Cell apoptosis is a process of the programmed cell death that may occur in multicellular organisms and be involved in many biochemical events, leading to characteristic cell morphology changes and death. Many critical genes, such as P53, Bcl2, Caspases, PARP-1 and FLIP can participate in apoptosis process (22,23). Therefore, we focused on two apoptotic markers, PARP-1 and FLIP, to determine their effects in apoptosis of the treated BGC823 cells with group 3. Our findings showed that cleaved PARP-1 protein level was increased, while the expression of FLIP protein was decreased. These data confirmed that both PARP-1 and FLIP are key proteins, during the apoptosis process of BGC823 cells induced by the group 3.

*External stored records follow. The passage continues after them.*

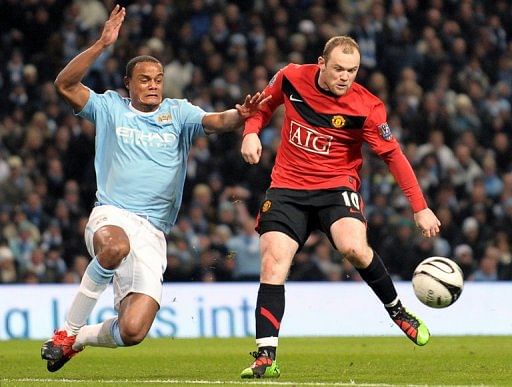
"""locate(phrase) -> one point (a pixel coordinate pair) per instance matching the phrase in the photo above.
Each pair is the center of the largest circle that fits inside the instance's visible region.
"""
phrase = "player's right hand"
(427, 222)
(251, 148)
(113, 25)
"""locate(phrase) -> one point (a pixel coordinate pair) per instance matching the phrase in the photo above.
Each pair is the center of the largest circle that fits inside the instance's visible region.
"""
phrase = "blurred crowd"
(443, 68)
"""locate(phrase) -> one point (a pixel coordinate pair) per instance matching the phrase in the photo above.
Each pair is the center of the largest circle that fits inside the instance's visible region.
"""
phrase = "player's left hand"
(427, 222)
(252, 104)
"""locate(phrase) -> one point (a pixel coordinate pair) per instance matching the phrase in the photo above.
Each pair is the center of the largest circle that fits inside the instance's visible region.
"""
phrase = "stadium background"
(443, 68)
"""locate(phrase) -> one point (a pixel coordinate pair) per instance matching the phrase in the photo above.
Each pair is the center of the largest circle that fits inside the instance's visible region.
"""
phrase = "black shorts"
(299, 212)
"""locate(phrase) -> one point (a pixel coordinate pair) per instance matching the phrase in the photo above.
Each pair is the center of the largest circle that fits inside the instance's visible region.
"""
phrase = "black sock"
(269, 310)
(378, 278)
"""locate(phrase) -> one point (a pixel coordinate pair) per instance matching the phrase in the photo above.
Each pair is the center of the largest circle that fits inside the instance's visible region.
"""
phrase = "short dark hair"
(346, 42)
(139, 59)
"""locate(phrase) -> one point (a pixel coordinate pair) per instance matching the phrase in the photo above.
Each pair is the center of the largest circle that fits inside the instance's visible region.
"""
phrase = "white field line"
(205, 382)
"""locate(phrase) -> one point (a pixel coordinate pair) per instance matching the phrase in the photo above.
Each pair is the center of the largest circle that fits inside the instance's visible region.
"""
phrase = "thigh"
(137, 313)
(142, 270)
(284, 211)
(349, 238)
(100, 218)
(277, 252)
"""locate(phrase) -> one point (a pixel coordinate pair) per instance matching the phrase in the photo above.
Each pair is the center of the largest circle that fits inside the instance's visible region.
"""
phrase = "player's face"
(146, 86)
(339, 71)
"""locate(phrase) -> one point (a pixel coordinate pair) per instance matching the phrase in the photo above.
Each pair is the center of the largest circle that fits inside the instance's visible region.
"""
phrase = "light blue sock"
(95, 280)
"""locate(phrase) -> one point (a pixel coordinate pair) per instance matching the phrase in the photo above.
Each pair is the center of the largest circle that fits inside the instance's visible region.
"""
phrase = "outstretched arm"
(232, 119)
(68, 82)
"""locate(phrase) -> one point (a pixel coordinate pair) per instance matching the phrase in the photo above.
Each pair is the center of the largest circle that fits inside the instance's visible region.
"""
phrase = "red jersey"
(322, 135)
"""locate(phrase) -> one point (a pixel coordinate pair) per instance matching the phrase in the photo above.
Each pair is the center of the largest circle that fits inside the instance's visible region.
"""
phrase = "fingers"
(117, 13)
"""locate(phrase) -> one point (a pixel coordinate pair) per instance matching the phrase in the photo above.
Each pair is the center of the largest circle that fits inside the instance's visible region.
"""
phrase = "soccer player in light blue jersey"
(142, 146)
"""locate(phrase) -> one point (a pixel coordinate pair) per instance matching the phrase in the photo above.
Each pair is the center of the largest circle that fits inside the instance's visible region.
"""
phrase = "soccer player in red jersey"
(315, 183)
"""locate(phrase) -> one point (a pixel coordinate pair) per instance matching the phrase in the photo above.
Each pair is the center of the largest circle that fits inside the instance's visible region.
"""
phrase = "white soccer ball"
(438, 282)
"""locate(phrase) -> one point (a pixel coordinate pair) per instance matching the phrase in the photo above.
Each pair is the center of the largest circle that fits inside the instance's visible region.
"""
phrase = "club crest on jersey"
(164, 118)
(338, 121)
(273, 79)
(385, 131)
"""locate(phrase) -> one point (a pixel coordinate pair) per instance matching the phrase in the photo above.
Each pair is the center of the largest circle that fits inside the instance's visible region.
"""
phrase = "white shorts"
(142, 270)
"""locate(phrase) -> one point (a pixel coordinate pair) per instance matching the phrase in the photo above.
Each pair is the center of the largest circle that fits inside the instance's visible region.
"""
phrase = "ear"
(321, 63)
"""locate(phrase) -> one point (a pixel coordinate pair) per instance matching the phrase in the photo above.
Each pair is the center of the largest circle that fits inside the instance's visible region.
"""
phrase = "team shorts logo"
(309, 139)
(385, 131)
(338, 121)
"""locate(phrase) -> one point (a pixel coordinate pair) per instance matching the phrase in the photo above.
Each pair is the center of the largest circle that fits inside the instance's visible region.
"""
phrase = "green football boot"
(262, 367)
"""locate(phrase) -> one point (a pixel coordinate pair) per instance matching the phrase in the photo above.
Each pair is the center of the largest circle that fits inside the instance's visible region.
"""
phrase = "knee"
(111, 245)
(360, 255)
(116, 250)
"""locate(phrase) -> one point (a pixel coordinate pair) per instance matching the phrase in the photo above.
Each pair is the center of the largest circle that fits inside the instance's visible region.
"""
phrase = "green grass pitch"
(312, 361)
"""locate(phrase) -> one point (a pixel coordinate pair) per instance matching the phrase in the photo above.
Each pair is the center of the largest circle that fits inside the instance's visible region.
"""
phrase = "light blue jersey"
(141, 158)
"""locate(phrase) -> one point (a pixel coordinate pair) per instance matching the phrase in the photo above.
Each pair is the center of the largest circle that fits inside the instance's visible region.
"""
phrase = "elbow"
(59, 85)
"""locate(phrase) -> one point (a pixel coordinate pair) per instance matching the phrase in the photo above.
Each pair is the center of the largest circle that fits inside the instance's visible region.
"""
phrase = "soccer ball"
(437, 282)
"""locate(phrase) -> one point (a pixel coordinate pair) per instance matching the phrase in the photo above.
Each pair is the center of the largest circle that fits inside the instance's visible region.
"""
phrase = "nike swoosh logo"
(293, 99)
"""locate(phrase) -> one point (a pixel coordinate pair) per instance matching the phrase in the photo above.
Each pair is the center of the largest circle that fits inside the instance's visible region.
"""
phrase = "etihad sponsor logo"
(309, 139)
(136, 136)
(338, 121)
(164, 118)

It is very promising that the active components of Shiraia bambusicola can induce BGC823 apoptosis and we propose that Shiraia bambusicola might be a good candidate for treatment of human gastric cancer. However, it is noteworthy to indicate that these active components could only have effect on some types of gastric cancer. Further investigations are required in vitro and in vivo to determine the precise effect of Shiraia bambusicola on human gastric cancer.

Conclusion

Together, our data shed light on the treatment of human gastric cancer. The active components of Shiraia bambusicola, which can inhibit BCG823 proliferation, block cell cycle on S/G2 phase and induce cell apoptosis, might be useful for treatment of this malignancy. Meanwhile, we confirmed that PARP-1 and FLIP proteins play important roles during apoptotic process of the BGC823 cells, induced by active components of Shiraia bambusicola.